Plus spécifiquement pour l’expertise, il est également intéressant de savoir pourquoi les plus expérimentés se trompent plus souvent que les novices dans des situations critiques alors qu’ils sont justement à leur poste pour leur expertise.
D’après les scientifiques (Klein, Lebraty, Pastorelli, Endsley)qui ont réalisé une étude sur la compréhension des mécanismes décisionnels entre 1998 et 200, leurs conclusions sont que les plus expérimentés n’évalue qu’une seule solution, certes avec ensuite des options mais une SEULE solution ( le coté il n’y a pas d’alternative, ils n’ont pas lu ou ne se souviennent plus d’Aristote : il n’ y a une solution pour étudier les choses).

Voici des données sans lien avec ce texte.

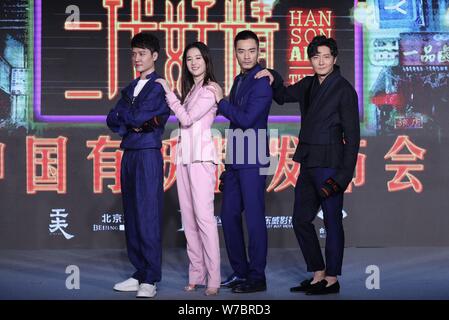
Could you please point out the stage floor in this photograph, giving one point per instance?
(405, 273)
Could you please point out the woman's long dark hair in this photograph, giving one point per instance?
(186, 77)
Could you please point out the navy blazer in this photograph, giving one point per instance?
(330, 129)
(248, 113)
(130, 112)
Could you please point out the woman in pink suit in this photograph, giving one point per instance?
(196, 165)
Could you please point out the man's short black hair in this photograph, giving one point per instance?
(245, 35)
(145, 40)
(319, 41)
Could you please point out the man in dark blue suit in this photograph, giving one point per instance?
(246, 156)
(139, 117)
(328, 146)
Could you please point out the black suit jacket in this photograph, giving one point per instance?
(330, 129)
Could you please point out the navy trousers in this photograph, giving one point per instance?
(142, 194)
(244, 190)
(307, 203)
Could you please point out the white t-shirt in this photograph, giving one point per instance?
(139, 86)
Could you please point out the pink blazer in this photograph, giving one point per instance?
(196, 115)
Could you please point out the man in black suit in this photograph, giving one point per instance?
(328, 146)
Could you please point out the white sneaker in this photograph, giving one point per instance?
(130, 284)
(146, 290)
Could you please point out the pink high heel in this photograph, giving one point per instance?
(211, 292)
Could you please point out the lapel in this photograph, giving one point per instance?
(192, 96)
(325, 87)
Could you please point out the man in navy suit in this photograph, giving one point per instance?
(329, 141)
(139, 117)
(247, 156)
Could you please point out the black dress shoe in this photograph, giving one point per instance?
(232, 281)
(250, 286)
(303, 286)
(320, 288)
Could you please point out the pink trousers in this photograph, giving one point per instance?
(196, 184)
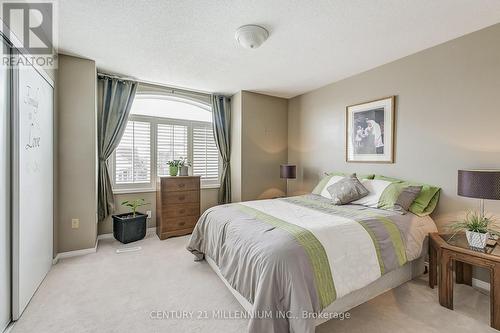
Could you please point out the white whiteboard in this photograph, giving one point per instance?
(32, 170)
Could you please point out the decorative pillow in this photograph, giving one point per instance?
(426, 201)
(347, 174)
(331, 178)
(375, 188)
(406, 198)
(346, 190)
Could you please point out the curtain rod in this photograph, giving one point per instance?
(155, 84)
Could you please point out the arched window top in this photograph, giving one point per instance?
(170, 107)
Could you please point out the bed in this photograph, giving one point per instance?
(296, 262)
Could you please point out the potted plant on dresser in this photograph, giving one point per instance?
(131, 226)
(173, 167)
(184, 167)
(477, 228)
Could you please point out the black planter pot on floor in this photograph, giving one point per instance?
(128, 228)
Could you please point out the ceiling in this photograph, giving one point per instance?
(190, 43)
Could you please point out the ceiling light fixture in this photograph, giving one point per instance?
(251, 36)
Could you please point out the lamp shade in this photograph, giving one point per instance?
(288, 171)
(480, 184)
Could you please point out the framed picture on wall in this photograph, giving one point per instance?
(370, 131)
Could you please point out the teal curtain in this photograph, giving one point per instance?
(115, 100)
(221, 116)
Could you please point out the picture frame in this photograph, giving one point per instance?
(370, 131)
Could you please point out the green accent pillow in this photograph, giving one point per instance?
(328, 175)
(423, 205)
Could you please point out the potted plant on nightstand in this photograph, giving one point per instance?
(173, 167)
(131, 226)
(477, 228)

l’expert contrairement au novice apporte des propositions et des analyses de solution potentielle au lieu d’améliorer sa compréhension de la situation et de comparer les options.
Cette erreur (considérer qu’une seule solution) serait le fruit de 4 paramètres :
– leurs modèles mentaux
– leur expérience
– leur émotion
– leur intuition
Cela nous renvoie aux travaux de Fradin sur le mode mental automatique et adaptatif ainsi que sur la place de l’intuition accordée par l’entreprise et des solutions mises en place par les service formation sur le problème des biais cognitifs que nous connaissons tous.